As we have said elsewhere in this magazine, so-called luxury is about a combination of high level skills and competence, cultural awareness (on the side of both the producer and the consumer) and heritage.
According to this interpretation, the term luxury does no longer indicate something expensive which draws boundaries between those who and those who cannot afford them, but conveys the meaning of goods whose value relies on their being unique, timeless and unreplicable.

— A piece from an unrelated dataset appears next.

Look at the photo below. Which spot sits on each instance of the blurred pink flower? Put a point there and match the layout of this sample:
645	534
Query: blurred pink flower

As Vincent Bastien (2015) explains in his contribution on Marketing to High End Consumer, “Luxury brands are cultural forces. Luxury is about taste education. This is why it flirts so much with art, avant-garde art. Luxury brands do not aim at being popular (that is to say, liked by everybody today), but instead aim at setting the long lasting standards of taste for tomorrow”.
Therefore, rather than constituting an intrinsic quality of luxury goods, high price is the result of a combination of the high level skills and competence that are required to design and produce them, cultural awareness and heritage. To put it differently, high price is not the defining quality of luxury goods, which I prefer to call high-quality goods, but some sort of a secondary effect.

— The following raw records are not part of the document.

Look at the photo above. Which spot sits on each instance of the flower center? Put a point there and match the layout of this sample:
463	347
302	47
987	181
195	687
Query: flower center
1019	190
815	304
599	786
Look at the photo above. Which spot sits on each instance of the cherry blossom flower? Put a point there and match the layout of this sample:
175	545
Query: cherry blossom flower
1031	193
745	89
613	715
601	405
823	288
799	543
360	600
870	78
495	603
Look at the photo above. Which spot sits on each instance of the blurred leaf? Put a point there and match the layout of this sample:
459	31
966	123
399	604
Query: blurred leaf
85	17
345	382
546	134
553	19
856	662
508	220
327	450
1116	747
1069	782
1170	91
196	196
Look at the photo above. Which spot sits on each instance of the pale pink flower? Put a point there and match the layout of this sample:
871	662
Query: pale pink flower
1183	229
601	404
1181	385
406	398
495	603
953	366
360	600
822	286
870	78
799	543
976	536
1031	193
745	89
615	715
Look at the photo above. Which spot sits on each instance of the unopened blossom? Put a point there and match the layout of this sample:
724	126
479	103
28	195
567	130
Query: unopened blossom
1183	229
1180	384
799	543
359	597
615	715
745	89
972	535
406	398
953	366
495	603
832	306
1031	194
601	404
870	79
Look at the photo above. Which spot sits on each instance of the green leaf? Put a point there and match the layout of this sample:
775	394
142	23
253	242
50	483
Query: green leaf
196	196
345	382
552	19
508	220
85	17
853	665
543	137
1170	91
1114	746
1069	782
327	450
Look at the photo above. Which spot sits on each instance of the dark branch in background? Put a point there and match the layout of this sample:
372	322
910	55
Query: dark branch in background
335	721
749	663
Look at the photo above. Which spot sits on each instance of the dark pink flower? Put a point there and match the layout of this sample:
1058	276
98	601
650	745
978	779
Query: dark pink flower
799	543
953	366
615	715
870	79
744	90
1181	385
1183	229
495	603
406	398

Because of their nature, high-quality goods need totally different marketing strategies from consumer market. Let us explore this issue in depth.
Since consumer marketing is necessarily comparative, comparative tools like, say, the SWAT analysis are essential in the positioning of such goods on the market and in determining what to improve to gain competitive advantage.
Furthermore, as the ability to understand the market’s sentiment and answering customer’s needs and want is key in driving sales, consumer marketing implies a progressive regression to the mean. In fact, the relationship between quality and price (the highest quality at the best available price) is pivotal in determining the attractiveness of consumer products, for it is what customers value the most.
Things do not change much when it comes to fashion marketing. As Bastien argues, fashion “sells by being fashionable, which is to say, a very perishable value”.
Differently from both consumer and fashion market, hight quality goods are non-negotiable. Luxury marketing strategies do not need either to pander consumer’s needs and wants to increase sales, or to explore the market’s sentiment to fulfil the business’ aims in terms of positioning.
As we said above, the value of high-quality goods relies on the combination of high level skills and competence, heritage and cultural awareness. Hence on their uniqueness, timelessness and non-negotiability, just like a Picasso’s work of art or the Sistine Chapel.
High-quality goods are non-essential goods that sell dreams and emotions. In doing this, whether we like or not, high-quality goods help shaping and reinforcing one’s identity and awareness. So, their value relies on their capacity to answer this need of self-recognition.
This is the reason why luxury marketing can be successfully employed to market non-luxury items, as the example of Apple demonstrates. In fact, we someone’s decides to buy an Apple rather than, say, a Samsung devise, she / he does this because of Apple’s power to answer self-elevation needs. Those who purchase an Apple devise cease to be just customers, as they perceive themselves as members of the ‘Apple community’ whose identity gets to coincide with the sets of values and meanings the brand conveys.
Yet, the simple employment of luxury marketing does not automatically entail the ‘positioning’ of a product on the luxury market. A poor product will always remain a poor product, no matter the marketing strategies.
What this means is that high-level skills and competences, hence superlative quality, are tangible elements whose absence cannot be counterbalanced or disguised by any marketing strategy.
Product, that is to say a high-quality product, is the primary marketing tool. Without skills, competence and culture, there can be no quality. Without quality no marketing strategy can work, as brands just die.